Reina trató de no pensar en nada durante la comida, pero una desazón oscura la devoraba por dentro. Junto a Camargo había recorrido medio mundo, desde la galería de los Uffizi en Florencia, donde se besaron ante el Nacimiento de Venus de Botticelli restaurado con amarillos y verdes que les parecieron demasiado estrepitosos para una obra que ya tenía más de quinientos años, hasta los templos musicales de Kioto, donde se situaban a cien metros uno del otro para oír cómo la más sigilosa de las pisadas resonaba en cada extremo. Durante esos largos meses había sido casi feliz. Tal vez habría llegado a amarlo -lo que ella entendía por amor y había sentido sólo una vez, en la adolescencia, cuando dejó al músico de rock que la desvirgó en brazos de una rival invencible, la cocaína-, si Camargo no la hubiera sometido a cambios de humor que la descolocaban, asaltos de pasión demencial y luego semanas de indomable indiferencia, sin que aun en los momentos de mayor intimidad y entrega él le prometiera nada ni ella tampoco pidiera: casi no hablaban del porvenir. Mañana era, para ellos, literalmente el día de mañana. Sin embargo, Reina había ido acostumbrándose a su compañía, a las errancias de su sexualidad; disfrutaba de su conversación sentenciosa y de sus modales anticuados. Ahora, en Washington, lo desconocía. No imaginaba cuál ignorada llaga de sus sentimientos podía haber tocado por imprudencia. La comida le resultó tan insoportable que, al despedirse, equivocó el único saludo que sabía decir en inglés: «nice to meet you, Bob». Camargo, siempre feroz con esos deslices, se mostró por una vez indulgente. Cuando regresaban al hotel, le pasó las manos sobre los hombros y le dijo:

– Me gustaría que en Buenos Aires vayamos a visitar a mi padre, Reina. Ya ha pasado los noventa y no creo que le quede mucha vida.

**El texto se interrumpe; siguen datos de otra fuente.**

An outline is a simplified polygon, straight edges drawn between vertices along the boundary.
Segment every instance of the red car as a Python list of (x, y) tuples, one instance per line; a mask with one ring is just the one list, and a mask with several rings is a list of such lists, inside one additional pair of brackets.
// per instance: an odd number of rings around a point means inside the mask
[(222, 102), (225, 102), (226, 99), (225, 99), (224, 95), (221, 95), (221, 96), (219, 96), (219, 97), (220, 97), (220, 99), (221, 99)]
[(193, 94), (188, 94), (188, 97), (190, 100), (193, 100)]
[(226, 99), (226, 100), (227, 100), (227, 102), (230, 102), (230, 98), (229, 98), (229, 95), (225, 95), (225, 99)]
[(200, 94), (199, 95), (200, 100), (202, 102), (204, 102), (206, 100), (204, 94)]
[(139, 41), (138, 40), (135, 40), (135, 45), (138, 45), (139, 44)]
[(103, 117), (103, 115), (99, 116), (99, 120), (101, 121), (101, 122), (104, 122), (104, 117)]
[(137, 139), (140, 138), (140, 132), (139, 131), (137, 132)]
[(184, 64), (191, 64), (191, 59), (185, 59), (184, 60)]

Pero una vez que las parejas empiezan a desbarrancarse no hay manera de retroceder, aunque sea sólo uno el que está cayendo. Al diálogo infortunado de la noche siguió la noticia fatal de la mañana siguiente. Ángela llamó a su padre por el celular y le anunció que la abuela había muerto de la peor manera posible. Dos semanas atrás -con[ó-, el médico le había permitido abandonar el hospital y volver al caserón del lago Torch. Para no dejarla sola, a Brenda se le ocurrió pasar algunos días allí con las mellizas. La noche anterior habían ofrecido a los vecinos una fiesta pantagruélica, en la que todos se hartaron de truchas, tilapias, pollos al ajo y vinos del valle Napa. A medianoche se acostaron tan extenuadas que dejaron abiertas las puertas del granero y olvidaron cubrir las jaulas de los zorzales. La abuela, que tenía el sueño frágil de un recién nacido, se levantó antes del amanecer y descubrió un estropicio de plumas ensangrentadas y pájaros sin cabeza entre las parvas de comida. Ángela contó que sólo mucho más tarde los tramperos del lago Torch reconstruyeron lo que había sucedido. Durante la noche, dijeron, la casa y el granero fueron invadidos por animales depredadores: acaso bandas de gatos salvajes que anidaban en el bosque o esa comadreja asesina que en Estados Unidos se llama opossum y que hace estragos en las huertas. El terror debió de paralizar la garganta de los pájaros y la matanza sucedió en silencio. Pero no lo sabían cuando la abuela apareció como un fantasma en el cuarto de las mellizas y se desplomó sobre la cama de Ángela, segada por el relámpago de dos infartos consecutivos.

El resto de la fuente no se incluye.